Sometimes in legal disputes, such as relating to motor vehicle accidents, a question may arise as to the circumstances under which the ophthalmic refraction measured for a given patient can be regarded as being incorrect and thus issues such as validity, reliability and reproducibility become relevant. There have also been discussions among researchers into the reproducibility of ophthalmic refractive results and ‘What might happen if a patient has been consulting the same examiner for years and decides to consult another qualified and possibly equally skilled examiner? Will the new refraction result be the same or different from previous results?’ Presently, there are no ophthalmic refractive methods to replace the gold-standard SR, although some have argued the case for measurements based on automated methods such as from autorefraction or wavefront aberrometry.8 29–31

Mostly studies that reported on the variability of refractive error measurements were designed to evaluate the performance and repeatability of autorefractors.6–10 25 Although such studies provided valuable information on the repeatability of SR, they were typically based on very few measurements of SR per participant and usually only for one eye per participant. Moreover, studies investigating the reproducibility of refractive error measurements are relatively scarce. Possible limitations of these studies were that results were from only two or three examiners and the examiners usually were unmasked as to the results of previous refractions. The analyses for some studies were possibly incomplete or erroneous as often only spherical equivalents were analysed and cylinder powers and axes were sometimes ignored.6–10

Consequently, there is a lack of evidence-based research on reproducibility of refractive error measurement and particularly relating to SR. The purpose of this study was to evaluate the reproducibility of spherocylindrical SR of a 25–30-year-old participant using measurements collected from 50 independent and fully qualified optometrists with clinical experience of ≥5 years. The optometrists were unaware of previous SR for the participant or of SR as determined by other examiners in the study.

## Materials and methods

A symptomatic participant was examined by 50 experienced optometrists selected purposefully from clinical practices in and around Polokwane in the Capricorn District of Limpopo Province, South Africa. The optometrists were masked as to the nature of the study and were unaware other optometrists had examined the same participant. To avoid possible biases, such as spending extra time when refracting the specific participant, the optometrists were unaware that their SR would be used for the study. The participant was in an excellent health and free of systemic or ocular diseases, except for being myopic, astigmatic and anisometropic (the right eye had greater compound myopic astigmatism (CMA) and this was considered, *a priori*, to be an interesting issue in terms of potential differences in ease of measurement of the subjective refractions to be obtained from the different optometrists involved in the study).

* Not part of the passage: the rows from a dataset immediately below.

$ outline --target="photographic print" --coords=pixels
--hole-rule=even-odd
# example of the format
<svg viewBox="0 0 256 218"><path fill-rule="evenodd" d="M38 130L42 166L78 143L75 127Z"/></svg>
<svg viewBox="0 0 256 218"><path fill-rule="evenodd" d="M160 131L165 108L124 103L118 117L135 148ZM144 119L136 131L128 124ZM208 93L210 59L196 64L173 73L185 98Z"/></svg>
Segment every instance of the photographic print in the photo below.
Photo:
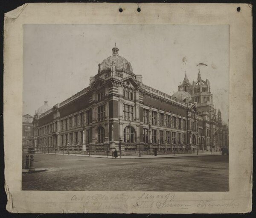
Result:
<svg viewBox="0 0 256 218"><path fill-rule="evenodd" d="M229 37L24 25L22 190L229 191Z"/></svg>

The participant independently underwent a comprehensive eye examination by 50 optometrists that did all procedures deemed necessary to address the chief complaint of the participant, which was simply *blurred distance vision* after recently losing her previous spectacles. The unaided distance visual acuities for right and left eyes were 6/150 and 6/60, respectively. With pinholes, these unaided distance VA improved to 6/9 and 6/6 in the right and left eyes. The slight reduction of monocular visual acuities with pinholes was attributed to anisometropic amblyopia and microtropia was not present.

Unlike the study by MacKenzie11 where trial frames and lenses only were used for SR, all optometrists in this study used their phoropters to determine the participant’s refractive state (SR). However, some might have also confirmed their phoropter SR with trial frames and loose trial lenses, as this is what most optometrists in the region concerned probably would do with patients with moderate or severe CMA and especially with relatively large cylinder magnitudes as for the one eye of this participant. Scripts for SR were independently given to the participant by each optometrist concerned and these measurements (SR) were used for further analysis. All SR were obtained without cycloplegia.

### Statistical analysis

Three numbers represent spherocylindrical powers: the sphere (*F*
_{s} or *S*) and cylinder (*F*
_{c} or *C*) powers and the orientation (axis, *A*) of the cylinder. Although this representation of dioptric power for refractive state is satisfactory for clinical purposes, it is mathematically unorthodox and other scientists, mathematicians or statisticians would not know how to work with these quantities. This necessitates a transformation of the data using the previously mentioned power vectors23 26 or matrices.12 13 Thereafter, the refractive data here were analysed using specially developed software based on Matlab, V.20 (The MathWorks, Natick, Massachusetts) or earlier versions.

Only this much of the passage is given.